It was one of those conversations that Seamus hated. They were out at a Christmas party and Christine had too much to drink and launched into her usual self-pitying question and answer sessions.
“Seamus, do you really, really love me and are you really, really glad you married me?”
“Of course, I love you and of course I’m glad we got married,” replied Seamus with a sigh.
“Seamus love, if I died would you get married again?”
“Absolutely not, sweetheart, you are the only woman I’ll ever love.”
“But Seamus darling, I would want you to get married again, I wouldn’t want you to be lonely,” simpered Christine.
“OK, OK, if it makes you happy, maybe I would,” said her husband, impatience rising in his voice and knowing full well that their friends were sniggering at his wife’s drunken antics.
“Mmmmm, I’m glad,” said Christine, “would you let her sleep in our bed?”
“For God’s sake, Christine, will you give it a rest. You’re not going to die any time soon and you are upsetting everybody with these stupid questions.”

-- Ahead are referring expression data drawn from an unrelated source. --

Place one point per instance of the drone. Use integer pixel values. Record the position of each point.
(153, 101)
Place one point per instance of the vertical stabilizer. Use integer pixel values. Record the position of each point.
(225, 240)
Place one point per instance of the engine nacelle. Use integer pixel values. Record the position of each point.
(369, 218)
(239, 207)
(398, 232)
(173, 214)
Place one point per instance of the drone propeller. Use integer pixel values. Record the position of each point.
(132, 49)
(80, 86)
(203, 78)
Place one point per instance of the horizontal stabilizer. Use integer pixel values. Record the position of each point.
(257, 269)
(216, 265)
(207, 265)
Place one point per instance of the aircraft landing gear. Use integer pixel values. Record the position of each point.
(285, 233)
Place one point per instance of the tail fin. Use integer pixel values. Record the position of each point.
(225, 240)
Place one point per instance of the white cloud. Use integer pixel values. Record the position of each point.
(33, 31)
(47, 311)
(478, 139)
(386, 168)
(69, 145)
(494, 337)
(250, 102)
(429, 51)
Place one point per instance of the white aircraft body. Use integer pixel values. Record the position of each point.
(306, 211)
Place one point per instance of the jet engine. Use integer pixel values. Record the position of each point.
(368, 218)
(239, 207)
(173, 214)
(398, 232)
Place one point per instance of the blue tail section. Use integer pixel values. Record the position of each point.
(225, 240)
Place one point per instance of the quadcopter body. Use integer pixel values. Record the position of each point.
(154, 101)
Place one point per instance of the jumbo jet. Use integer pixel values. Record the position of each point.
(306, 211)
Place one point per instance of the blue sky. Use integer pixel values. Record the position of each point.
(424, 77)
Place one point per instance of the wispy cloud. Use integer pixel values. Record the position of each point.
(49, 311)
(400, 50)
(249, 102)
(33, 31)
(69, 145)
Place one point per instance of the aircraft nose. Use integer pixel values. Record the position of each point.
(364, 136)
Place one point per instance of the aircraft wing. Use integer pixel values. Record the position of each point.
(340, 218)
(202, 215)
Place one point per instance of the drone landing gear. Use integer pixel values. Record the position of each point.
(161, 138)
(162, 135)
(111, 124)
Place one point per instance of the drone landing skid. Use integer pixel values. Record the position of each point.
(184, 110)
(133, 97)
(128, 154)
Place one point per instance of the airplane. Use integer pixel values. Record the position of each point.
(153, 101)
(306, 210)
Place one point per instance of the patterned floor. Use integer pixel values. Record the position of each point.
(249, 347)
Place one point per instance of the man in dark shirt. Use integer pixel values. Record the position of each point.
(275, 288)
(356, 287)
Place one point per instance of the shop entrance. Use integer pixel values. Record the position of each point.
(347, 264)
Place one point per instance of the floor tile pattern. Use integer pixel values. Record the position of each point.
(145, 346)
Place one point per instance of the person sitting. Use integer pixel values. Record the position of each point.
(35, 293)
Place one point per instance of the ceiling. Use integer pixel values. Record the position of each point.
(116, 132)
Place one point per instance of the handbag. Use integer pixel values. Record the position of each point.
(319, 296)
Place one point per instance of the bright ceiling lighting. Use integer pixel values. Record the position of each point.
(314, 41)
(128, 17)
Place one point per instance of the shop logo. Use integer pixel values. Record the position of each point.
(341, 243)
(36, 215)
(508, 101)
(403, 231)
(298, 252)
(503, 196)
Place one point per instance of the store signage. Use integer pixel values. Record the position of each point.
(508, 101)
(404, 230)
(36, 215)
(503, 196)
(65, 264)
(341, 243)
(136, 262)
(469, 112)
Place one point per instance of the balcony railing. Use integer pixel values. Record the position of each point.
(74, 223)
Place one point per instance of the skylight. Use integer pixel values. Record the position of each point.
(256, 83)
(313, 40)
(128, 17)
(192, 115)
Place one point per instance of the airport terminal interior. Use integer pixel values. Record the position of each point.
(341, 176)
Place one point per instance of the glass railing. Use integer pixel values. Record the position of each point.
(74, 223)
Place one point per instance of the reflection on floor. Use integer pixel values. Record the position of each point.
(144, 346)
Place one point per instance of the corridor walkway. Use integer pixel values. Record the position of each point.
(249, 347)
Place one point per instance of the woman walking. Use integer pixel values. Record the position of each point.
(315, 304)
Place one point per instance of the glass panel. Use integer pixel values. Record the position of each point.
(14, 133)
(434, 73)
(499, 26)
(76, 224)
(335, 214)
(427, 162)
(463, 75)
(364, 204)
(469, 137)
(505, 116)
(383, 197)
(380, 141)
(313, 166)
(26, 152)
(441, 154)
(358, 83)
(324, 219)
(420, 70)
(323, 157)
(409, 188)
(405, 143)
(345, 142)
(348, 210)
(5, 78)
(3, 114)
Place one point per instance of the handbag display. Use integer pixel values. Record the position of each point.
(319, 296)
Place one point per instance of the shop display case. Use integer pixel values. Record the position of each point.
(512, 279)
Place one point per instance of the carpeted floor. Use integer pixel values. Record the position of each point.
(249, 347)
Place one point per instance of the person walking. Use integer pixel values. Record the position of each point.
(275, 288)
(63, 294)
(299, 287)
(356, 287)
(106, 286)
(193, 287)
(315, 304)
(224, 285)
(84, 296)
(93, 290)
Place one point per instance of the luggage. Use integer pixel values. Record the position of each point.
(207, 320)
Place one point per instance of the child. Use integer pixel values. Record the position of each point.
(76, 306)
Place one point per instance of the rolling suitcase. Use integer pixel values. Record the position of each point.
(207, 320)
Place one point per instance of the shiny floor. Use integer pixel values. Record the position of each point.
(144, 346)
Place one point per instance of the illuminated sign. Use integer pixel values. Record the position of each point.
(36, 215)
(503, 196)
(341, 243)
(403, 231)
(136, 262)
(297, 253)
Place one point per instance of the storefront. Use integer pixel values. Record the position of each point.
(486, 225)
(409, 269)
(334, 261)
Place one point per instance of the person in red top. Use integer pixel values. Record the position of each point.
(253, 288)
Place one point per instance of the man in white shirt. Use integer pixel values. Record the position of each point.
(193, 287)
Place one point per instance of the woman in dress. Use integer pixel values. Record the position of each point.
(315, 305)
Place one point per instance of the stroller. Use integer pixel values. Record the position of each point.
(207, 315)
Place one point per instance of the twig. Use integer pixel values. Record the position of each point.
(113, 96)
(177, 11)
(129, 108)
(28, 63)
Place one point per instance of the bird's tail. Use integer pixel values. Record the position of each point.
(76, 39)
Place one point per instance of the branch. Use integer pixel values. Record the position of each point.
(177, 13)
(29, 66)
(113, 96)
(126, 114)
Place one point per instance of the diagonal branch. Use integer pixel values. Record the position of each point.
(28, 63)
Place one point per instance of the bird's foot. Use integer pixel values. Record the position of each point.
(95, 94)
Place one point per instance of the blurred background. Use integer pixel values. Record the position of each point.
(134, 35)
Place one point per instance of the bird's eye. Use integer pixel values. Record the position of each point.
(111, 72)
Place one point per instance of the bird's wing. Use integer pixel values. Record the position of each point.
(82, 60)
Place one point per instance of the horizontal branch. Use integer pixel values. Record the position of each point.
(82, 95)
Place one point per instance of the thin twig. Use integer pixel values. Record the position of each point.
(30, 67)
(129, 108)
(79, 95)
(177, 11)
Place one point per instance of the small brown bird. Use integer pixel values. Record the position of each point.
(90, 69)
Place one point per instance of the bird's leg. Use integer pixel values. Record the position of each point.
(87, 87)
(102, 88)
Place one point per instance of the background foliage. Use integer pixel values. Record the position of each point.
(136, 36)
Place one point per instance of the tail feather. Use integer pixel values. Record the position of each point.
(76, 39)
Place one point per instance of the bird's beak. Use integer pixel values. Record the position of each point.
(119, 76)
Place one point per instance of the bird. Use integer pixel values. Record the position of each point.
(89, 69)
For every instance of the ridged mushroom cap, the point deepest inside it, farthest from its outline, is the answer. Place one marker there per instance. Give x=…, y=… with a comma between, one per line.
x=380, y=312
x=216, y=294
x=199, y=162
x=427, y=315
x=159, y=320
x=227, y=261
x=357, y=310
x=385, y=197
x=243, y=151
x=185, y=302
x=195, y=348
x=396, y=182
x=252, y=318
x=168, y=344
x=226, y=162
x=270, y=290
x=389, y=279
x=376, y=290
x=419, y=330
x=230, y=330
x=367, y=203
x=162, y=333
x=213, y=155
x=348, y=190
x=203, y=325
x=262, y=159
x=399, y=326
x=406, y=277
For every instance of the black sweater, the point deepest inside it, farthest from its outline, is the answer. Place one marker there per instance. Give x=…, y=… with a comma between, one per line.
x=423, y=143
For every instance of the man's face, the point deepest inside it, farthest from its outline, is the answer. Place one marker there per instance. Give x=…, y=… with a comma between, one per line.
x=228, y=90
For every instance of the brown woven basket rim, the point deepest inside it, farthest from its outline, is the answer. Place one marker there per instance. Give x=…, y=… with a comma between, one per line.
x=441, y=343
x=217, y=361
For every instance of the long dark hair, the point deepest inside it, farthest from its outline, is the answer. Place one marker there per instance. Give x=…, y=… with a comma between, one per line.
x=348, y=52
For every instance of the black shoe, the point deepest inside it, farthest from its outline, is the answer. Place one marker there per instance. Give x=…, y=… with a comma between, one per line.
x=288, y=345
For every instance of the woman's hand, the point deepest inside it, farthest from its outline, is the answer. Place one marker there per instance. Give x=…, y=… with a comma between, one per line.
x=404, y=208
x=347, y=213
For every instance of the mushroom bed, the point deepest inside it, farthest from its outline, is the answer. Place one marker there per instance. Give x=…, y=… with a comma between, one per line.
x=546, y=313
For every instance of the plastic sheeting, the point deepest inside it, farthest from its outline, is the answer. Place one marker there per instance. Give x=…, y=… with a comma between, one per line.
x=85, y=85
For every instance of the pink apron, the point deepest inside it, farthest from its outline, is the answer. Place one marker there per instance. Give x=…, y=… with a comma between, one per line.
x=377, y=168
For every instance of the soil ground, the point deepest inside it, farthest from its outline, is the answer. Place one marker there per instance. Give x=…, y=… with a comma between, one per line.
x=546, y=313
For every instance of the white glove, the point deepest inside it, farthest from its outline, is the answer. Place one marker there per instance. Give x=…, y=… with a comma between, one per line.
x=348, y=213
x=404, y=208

“But I have to know,” slurred his wife, “would you let your new girlfriend sleep in our bed?”
“No, I would not. Now, does that make you happy?”, snapped Seamus.
“Ah-ha,” retorted Christine, “but would you let her use my golf clubs?”
“No I bloody well wouldn’t,” shouted Seamus, as other people in the restaurant began to stare.
“Why wouldn’t you let her use my golf clubs,” replied Christine, and Seamus knew she was going to go on and on for the night.
“Because,” he said, banging his fist on the table, “your clubs would be no bloody good to her because she’s left-handed!”